In normal human conversations, it is common that there would be times when we miss a word or two. It is only when we cannot connect, or would want a confirmation of what we think we heard, do we ask the person we are speaking with to repeat the last phrase he or she has spoken. Imagine how it would be like for a computer.

Last year, IBM achieved a milestone with its AI's conversational speech that garnered a word error rate of 6.9 percent. This year it lowered that error rate to 5.5 percent breakthrough by combined long short-term memory (LSTM) and WaveNet language models alongside three strong acoustic models, Computer Business Review reported.

The process makes the AI learn not only from positive examples but from it also takes advantage of negative ones. Like anyone living who learns, the AI is getting smarter as it goes and it learns and performs better when similar speech patterns repeated.
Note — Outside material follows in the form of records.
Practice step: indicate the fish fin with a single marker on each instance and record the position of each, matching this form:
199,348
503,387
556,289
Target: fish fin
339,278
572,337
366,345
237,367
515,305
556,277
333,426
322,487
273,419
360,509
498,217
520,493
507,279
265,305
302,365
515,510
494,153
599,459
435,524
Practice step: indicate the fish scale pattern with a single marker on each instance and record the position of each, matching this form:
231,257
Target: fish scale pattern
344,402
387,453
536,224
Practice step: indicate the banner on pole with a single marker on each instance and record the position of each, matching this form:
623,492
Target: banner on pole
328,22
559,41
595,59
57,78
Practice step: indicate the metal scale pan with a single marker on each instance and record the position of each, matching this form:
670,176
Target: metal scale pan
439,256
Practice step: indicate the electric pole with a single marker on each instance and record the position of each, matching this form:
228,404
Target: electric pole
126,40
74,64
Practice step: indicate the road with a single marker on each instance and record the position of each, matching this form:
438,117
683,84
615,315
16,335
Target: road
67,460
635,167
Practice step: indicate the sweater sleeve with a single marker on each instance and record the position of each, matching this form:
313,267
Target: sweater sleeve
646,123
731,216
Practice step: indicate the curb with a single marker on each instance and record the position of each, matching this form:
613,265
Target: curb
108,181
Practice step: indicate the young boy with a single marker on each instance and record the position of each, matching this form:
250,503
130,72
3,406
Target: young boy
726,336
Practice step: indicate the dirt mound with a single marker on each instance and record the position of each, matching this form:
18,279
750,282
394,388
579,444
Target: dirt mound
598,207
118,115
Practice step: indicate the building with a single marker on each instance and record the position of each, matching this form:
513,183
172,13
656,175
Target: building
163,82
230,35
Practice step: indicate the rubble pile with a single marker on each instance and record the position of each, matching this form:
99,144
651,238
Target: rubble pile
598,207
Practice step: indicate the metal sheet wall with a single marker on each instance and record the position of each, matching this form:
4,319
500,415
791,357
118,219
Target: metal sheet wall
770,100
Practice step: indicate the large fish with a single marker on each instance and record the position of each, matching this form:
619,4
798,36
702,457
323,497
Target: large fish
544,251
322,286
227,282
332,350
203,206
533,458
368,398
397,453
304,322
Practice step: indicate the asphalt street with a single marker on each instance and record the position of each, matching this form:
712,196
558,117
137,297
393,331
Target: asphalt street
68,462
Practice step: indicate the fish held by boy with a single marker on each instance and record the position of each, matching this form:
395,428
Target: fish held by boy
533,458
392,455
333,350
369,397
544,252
Last December, the company added diarization to its Watson Speech to Text service, which meant that the AI is now enabled to identify or differentiate individual speakers in a conversation. It has always been an industry goal to have a machine that can reach human parity, which means having an error rate on par with that of actual humans conversing, according to IBM.

In reassessing the industry benchmark, IBM collaborated with speech and technology service provider Appen, which identified that human parity is lower than what anyone has yet achieved, 5.1 percent. IBM's current standing is now very close, it might be long now when we could talk to machines like those that we do with each other every day.

Meanwhile, a security researcher used Google's own speech recognition service to beat its reCAPTCHA field that bypassed the security feature. According to the researcher who goes by the name of "East-EE," there is logic vulnerability within Google's reCAPTCHA field.

The audio challenge in reCAPTCHA can be bypassed. Apparently, this is not the first time reCAPTCHA has been defeated by security researchers. In 2012, it was defeated 70 percent of the time by using deep-learning technology.

The hacker needs to convert the reCAPTCHA audio to a wav file and send it to Google's Speech Recognition API. It will then send a result in written version (string) of the audio challenge. This string is then copied and pasted into the text box, and clicking 'Verify' on the reCAPTCHA widget.